PodcastOne insider Form 4: Christopher Gray awarded 700,000 performance RSUs
Rhea-AI Filing Summary
PodcastOne, Inc. (PODC) – Form 4 (filed 07/21/2025)
President Christopher Gray received an initial grant of 700,000 Restricted Stock Units (RSUs) on 06/27/2025 under his Employment Agreement effective 06/01/2025. The RSUs convert to common stock 1-for-1 and carry no exercise price.
Time-based vesting: 175,000 RSUs vest every six months, with full vesting after two years.
Performance accelerators: Each one-third tranche may vest sooner if the stock trades at or above $3.50, $5.00, and $10.00 respectively for 90 consecutive days during the agreement term.
Acceleration events: Immediate vesting on change of control, death, disability, or EA termination.
Following the grant, Gray beneficially owns 700,000 derivative securities and no change to his reported non-derivative holdings was disclosed. No purchase or sale of existing shares occurred; the filing records only the new RSU award. Potential share issuance represents dilution if vesting conditions are met but also strengthens alignment between executive compensation and shareholder value.
Positive
- Performance-based vesting requires sustained price targets ($3.50, $5.00, $10.00), directly linking compensation to shareholder returns.
- No cash outlay; RSUs cost-effective versus cash bonuses, preserving liquidity.
Negative
- Potential dilution of up to 700,000 new shares if all milestones are met.
- Acceleration on change of control could trigger full issuance irrespective of long-term performance.
Insights
TL;DR – 700k performance-linked RSUs granted; aligns incentives but adds dilution risk.

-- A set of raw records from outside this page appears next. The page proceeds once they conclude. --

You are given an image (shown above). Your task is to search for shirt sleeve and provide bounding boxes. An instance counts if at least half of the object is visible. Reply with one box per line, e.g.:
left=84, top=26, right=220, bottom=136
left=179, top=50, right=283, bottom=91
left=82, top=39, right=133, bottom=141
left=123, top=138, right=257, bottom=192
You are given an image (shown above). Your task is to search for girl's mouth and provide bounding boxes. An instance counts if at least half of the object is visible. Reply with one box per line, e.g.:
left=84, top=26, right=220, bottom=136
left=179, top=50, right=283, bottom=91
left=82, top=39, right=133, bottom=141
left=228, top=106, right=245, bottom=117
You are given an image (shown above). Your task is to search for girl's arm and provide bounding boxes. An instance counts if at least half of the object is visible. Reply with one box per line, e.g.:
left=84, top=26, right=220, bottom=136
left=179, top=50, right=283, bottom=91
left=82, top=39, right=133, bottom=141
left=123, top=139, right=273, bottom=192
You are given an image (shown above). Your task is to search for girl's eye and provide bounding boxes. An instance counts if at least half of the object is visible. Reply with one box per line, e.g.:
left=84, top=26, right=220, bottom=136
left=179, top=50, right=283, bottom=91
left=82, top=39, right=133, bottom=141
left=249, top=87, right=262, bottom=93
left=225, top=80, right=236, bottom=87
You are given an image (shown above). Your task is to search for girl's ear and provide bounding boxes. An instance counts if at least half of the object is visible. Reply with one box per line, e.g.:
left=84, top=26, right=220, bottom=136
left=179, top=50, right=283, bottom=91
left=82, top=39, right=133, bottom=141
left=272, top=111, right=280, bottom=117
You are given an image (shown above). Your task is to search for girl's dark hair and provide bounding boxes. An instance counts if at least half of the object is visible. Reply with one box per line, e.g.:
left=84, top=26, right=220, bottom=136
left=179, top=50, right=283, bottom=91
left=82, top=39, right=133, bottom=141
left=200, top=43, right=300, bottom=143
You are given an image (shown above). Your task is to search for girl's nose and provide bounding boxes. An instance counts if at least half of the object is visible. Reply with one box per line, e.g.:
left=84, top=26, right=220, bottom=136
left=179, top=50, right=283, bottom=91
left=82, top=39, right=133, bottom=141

The award is sizeable for a micro-cap like PODC and could materially dilute ownership if fully vested. However, vesting hurdles at $3.50/$5/$10 (well above recent trading range) tie value creation directly to share-price appreciation, mitigating shareholder concern. Immediate vesting on change-of-control is typical but means any takeover would crystallize dilution. Overall, the filing signals renewed focus on growth with tightly defined incentives rather than routine cash pay.
Insider Trade Summary
| Type | Security | Shares | Price | Value |
|---|---|---|---|---|
| Grant/Award | Restricted Stock Units | 700,000 | $0.00 | -- |
Footnotes (1)
- Represents the Issuer's Restricted Stock Units (the "RSUs") which are settled in the Issuer's common stock on a one-for-one basis. The RSUs were granted to the Reporting Person pursuant to the Employment Agreement, dated as of June 27, 2025 (the "EA"), and effective as of June 1, 2025 (the "Effective Date"), entered into between the Reporting Person and the Issuer. 175,000 of the RSUs shall vest on the six-month anniversary of the Effective Date (the "Initial Vesting Date"), and the remaining RSUs shall vest thereafter in equal amounts of 175,000 RSUs on each subsequent six-month anniversary of the Initial Vesting Date, with the last tranche to vest on the two year anniversary of the Effective Date (inclusive); (continued to Footnote 3) (continued from Footnote 2) provided that the RSUs shall vest earlier than the foregoing applicable vesting dates as follows: (x) one-third of the RSUs shall vest if during the term of the EA (the "Term"), the shares of the Issuer's common stock have traded at a price of $3.50 per share or more for a period of at least 90 consecutive days, (y) one-third of the RSUs shall vest if during the Term, the shares of the Issuer's common stock have traded at a price of $5.00 per share or more for a period of at least 90 consecutive days, and (z) one-third of the RSUs shall vest if during the Term, the shares of the Issuer's common stock have traded at a price of ten $10.00 per share or more for a period of at least 90 consecutive days, (continued to Footnote 4) (continued from Footnote 3) subject to the Reporting Person's continued employment with the Issuer through each applicable vesting date and subject to earlier full vesting upon a PC1 Change of Control (as defined in EA) or such other earlier vesting acceleration conditions as provided in the EA. Each vested RSU shall be settled by delivery to the Reporting Person of one share of the Issuer's common stock on the first to occur of: (i) the date of a PC1 Change of Control, (ii) the date of the Reporting Person's death, (iii) the date of the Reporting Person's Disability (as defined in the EA) and (iv) the expiration or the effective date of termination of the EA.